何かを聞きたそうな顔をしているね、いいよ。
遠慮せず、何でも聞いておくれ。
「なぜ自分のことを知っているのか」……ふむ。
簡単に説明すると、夢を通じて普段の君を覗き見させてもらっていたんだ。
どうやら私達は波長が合うらしくてね、そういう事が出来てしまうんだ。
君は私の夢を感じ取り、こうして触れ合うことが出来る。
そして私は、冷たい水底の眠りの中で、君という温もりを手にする事ができる──
素敵な事だとは思わないかい?
まぁ、そのせいで君に多大な迷惑を掛けてしまった訳だが……
でも大丈夫、もう悪夢に苦しむ事はないよ。
さっきの耳かき中に、君に私の祝福を授けたからね。
これで君は、再び安眠を手にすることが出来る。
こうして夢の中で君に話しかけたのはね、この祝福を君に授けたかったからなんだ。
さぁ、そろそろ反対側も始めようか。
(耳かき開始)
おや、また私に質問かな?
君は好奇心旺盛だね……いいよ、なんでも聞いておくれ。
なるほど、私の事を知りたいと。
つまらない身の上話になってしまうが、それでも良いかい?
まず、今の私は君と同じように眠りについている。
現代文明では辿り着けないような深海で、古の都と共に覚めることのない夢を見ているんだ。
ふふ、君の疑問は手に取るように分かるよ?
「そんな事は信じられない」って……勿論、君の気持ちはよく分かる。
答えは簡単なことさ──
私は人間ではない。
人ならざる旧い時代の神、その一柱だよ。
そして君は、旧き神の呼び声を聞くことのできる稀有な存在。
私に再びの目覚めをもたらす、私の運命そのものだ。
「目覚めたらどうなるのか」……聞きたいかい?
そうだね、それも話しておくべきだろう。
私が目覚めれば、君たち人間の住処は海の底へと沈む。
街は波に押し流され、陸地の命は泡沫となり……そうして、私が治めていた旧い世界が戻ってくる。
ふふ、安心してくれ。
確かに多くの命が消えてしまうだろうが、君は例外だ。
私の祝福を受けた君であれば、あの旧き海の世界でも今と変わらぬ暮らしが出来るはずさ。

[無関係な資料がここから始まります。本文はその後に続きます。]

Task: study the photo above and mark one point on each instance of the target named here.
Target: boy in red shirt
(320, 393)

……やはり、君にはあまり良い話題ではなかったようだね。
済まない、この話は忘れてくれ。
さぁ、こちらも耳も仕上げてしまおう。
(耳かき終了)
さぁ、耳かきはこれにておしまいだ。
せめてものお詫びになっていればいいのだが……ありがとう、気を使わせてしまってすまないね。
おや、もうそろそろ時間か……
人間が眠りから覚めるのは、相変わらずあっという間だね。
そうだ、最後に一つだけ……先ほどの話について、個人的なお願いをしても良いかい?
君が多くの命を犠牲にする覚悟があるのであれば──
私の事を、呼び起こしてはくれないだろうか?
終わりの見えない眠りから私を開放して、運命から解き放ってはくれないだろうか?
君にならそれが出来る……いいや、この世界では君にしかできない事なんだ。
もちろん、君に残酷な選択を迫っていることは理解している。
ただ……
多くの有象無象よりも、私ただ一人の事を選んでくれたら、とても嬉しく思う。
さぁ、今度こそ本当にお別れの時間だ。
もしも私を呼び起こす決心がついたのなら、海に向かって私の名前を叫べばいい。
そうすれば私は必ず目覚め、どこにいようと君を迎えに行くと約束する。
それではまた……今度は現の世界で会えることを、楽しみにしているよ。
クレジット
・台本(ゆるボイ!)
【ASMR/耳かき】クールビューティーな邪神が夢の中で(めちゃくちゃ重い感情込みの)耳かきをしてくれるそうです
https://x.com/yuru_voi
・台本制作者
霜月鷹
【ASMR/耳かき】クールビューティーな邪神が夢の中で(めちゃくちゃ重い感情込みの)耳かきをしてくれるそうです
https://x.com/yuru_voi
・台本制作者
霜月鷹
ライター情報
主に女性演者様向けの台本を書いてるタヌキ的な「何か」です。
もし宜しければ、使用実績の方もお願いします…!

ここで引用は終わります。